Dużo, bo aż siedemdziesiąt jeden bramek zdobywanych przez zawodników obu drużyn, obejrzeli dziś kibice w Gdynii. Pierwsze dziesięć minut gry było wyrównane (8:6 dla PGE VIVE), ale wówczas nasi zawodnicy rzucili cztery bramki z rzędu, doprowadzając do rezultatu 12:6, a przy okazji trenera gospodarzy Dawida Nilssona do konieczności poproszenia o czas.

Od pierwszych minut na boisku pojawił się Daniel Dujshebaev, który już w trzeciej minucie zdobył swoje premierowe trafienie w żółtej koszulce, a w toku spotkania regularnie dokładał kolejne. Dani grał zarówno na środku rozegrania jak i na lewej stronie boiska, a do defensywy wracał się na środek lub na pozycję bocznego obrońcy. Młody zawodnik sprawował się bardzo dobrze, szczególnie jak na takie okoliczności dołączenia do zespołu, a dodatkowe wsparcie z tyłu dawali drużynie świetnie dysponowani bramkarze, Filip Ivić i Vladimir Cupara. Po pierwszej połowie konsekwentnej gry po obu stronach boiska kielczanie prowadzili 21:14.

Swoje dzieło goście kontynuowali w drugiej części gry, ale po pięciu minutach, po bramce Arcioma Karaloka na 25:16 nieco stanęli. W kolejnych pięciu minutach gdynianie aż pięciokrotnie trafili do naszej siatki, przy tylko jednym celnym rzucie Alexa Dujshebaeva. Niemniej, przewaga naszego zespołu z pierwszej połowy była na tyle pokaźna, że nie było powodów do paniki. Po chwili przestoju żółto-biało-niebiescy złapali z powrotem wiatr w żagle i rywalizacja zaczęła toczyć się rytmem punkt za punkt. Ostatecznie drugą połowę wygraliśmy dwiema bramkami, a cały mecz dziewięcioma 40:31.

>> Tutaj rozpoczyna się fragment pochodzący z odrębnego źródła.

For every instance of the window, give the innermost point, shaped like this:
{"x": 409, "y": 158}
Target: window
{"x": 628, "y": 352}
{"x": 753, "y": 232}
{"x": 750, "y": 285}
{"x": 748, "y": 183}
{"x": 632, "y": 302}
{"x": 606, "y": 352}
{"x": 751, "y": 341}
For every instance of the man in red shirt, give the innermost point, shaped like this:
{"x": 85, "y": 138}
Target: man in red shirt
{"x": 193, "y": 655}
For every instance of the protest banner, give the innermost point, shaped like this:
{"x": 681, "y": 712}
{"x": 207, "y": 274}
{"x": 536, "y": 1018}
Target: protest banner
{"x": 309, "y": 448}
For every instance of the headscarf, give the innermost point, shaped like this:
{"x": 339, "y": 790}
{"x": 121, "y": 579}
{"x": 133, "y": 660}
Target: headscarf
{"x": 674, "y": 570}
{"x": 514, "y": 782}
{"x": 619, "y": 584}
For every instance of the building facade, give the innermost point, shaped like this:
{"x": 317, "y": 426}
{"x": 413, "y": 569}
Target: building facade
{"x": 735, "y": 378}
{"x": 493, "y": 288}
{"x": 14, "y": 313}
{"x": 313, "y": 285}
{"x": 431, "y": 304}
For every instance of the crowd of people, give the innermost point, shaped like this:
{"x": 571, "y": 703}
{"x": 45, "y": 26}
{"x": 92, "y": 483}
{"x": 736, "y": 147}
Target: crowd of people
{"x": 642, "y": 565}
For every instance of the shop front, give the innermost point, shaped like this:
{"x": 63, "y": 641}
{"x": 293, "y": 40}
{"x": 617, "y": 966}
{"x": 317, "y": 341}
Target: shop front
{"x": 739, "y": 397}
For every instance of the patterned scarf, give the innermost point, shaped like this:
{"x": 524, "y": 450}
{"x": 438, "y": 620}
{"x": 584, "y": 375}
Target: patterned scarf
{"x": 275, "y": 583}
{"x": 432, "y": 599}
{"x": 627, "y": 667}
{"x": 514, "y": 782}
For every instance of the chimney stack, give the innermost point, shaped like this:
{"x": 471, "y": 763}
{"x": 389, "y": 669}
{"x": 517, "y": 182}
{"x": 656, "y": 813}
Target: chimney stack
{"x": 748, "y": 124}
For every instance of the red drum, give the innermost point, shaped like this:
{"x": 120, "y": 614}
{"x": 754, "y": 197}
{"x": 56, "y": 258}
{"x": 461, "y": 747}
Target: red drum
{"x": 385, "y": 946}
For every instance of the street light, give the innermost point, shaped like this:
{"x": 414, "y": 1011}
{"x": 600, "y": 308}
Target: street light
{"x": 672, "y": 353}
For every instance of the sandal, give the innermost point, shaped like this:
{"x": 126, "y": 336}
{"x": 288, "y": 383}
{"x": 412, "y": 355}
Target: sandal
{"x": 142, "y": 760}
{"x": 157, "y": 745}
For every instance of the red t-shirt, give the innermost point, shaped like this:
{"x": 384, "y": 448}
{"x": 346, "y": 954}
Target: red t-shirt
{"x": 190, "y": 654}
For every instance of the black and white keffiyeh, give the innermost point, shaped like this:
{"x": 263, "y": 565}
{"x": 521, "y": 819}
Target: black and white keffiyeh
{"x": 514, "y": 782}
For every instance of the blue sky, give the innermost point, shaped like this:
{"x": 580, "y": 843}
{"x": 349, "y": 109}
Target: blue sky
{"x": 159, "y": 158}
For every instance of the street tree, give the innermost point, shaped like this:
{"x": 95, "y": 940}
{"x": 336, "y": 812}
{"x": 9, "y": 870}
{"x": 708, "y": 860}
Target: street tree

Pomimo okrojonego składu, Mistrzowie Polski po raz kolejny stanęli na wysokości zadania, wspierając się i zmieniając na różnych pozycjach. Tuż po zakończeniu spotkania udali się w podróż powrotną do Kielc, gdzie od środy zaczną przygotowywać się do wyjazdowego starcia z Telekomem Veszprem. Na treningach do drużyny dołączy już Luka Cindrić, który prawdopodobnie będzie gotowy na sobotnią inaugurację rozgrywek Ligi Mistrzów.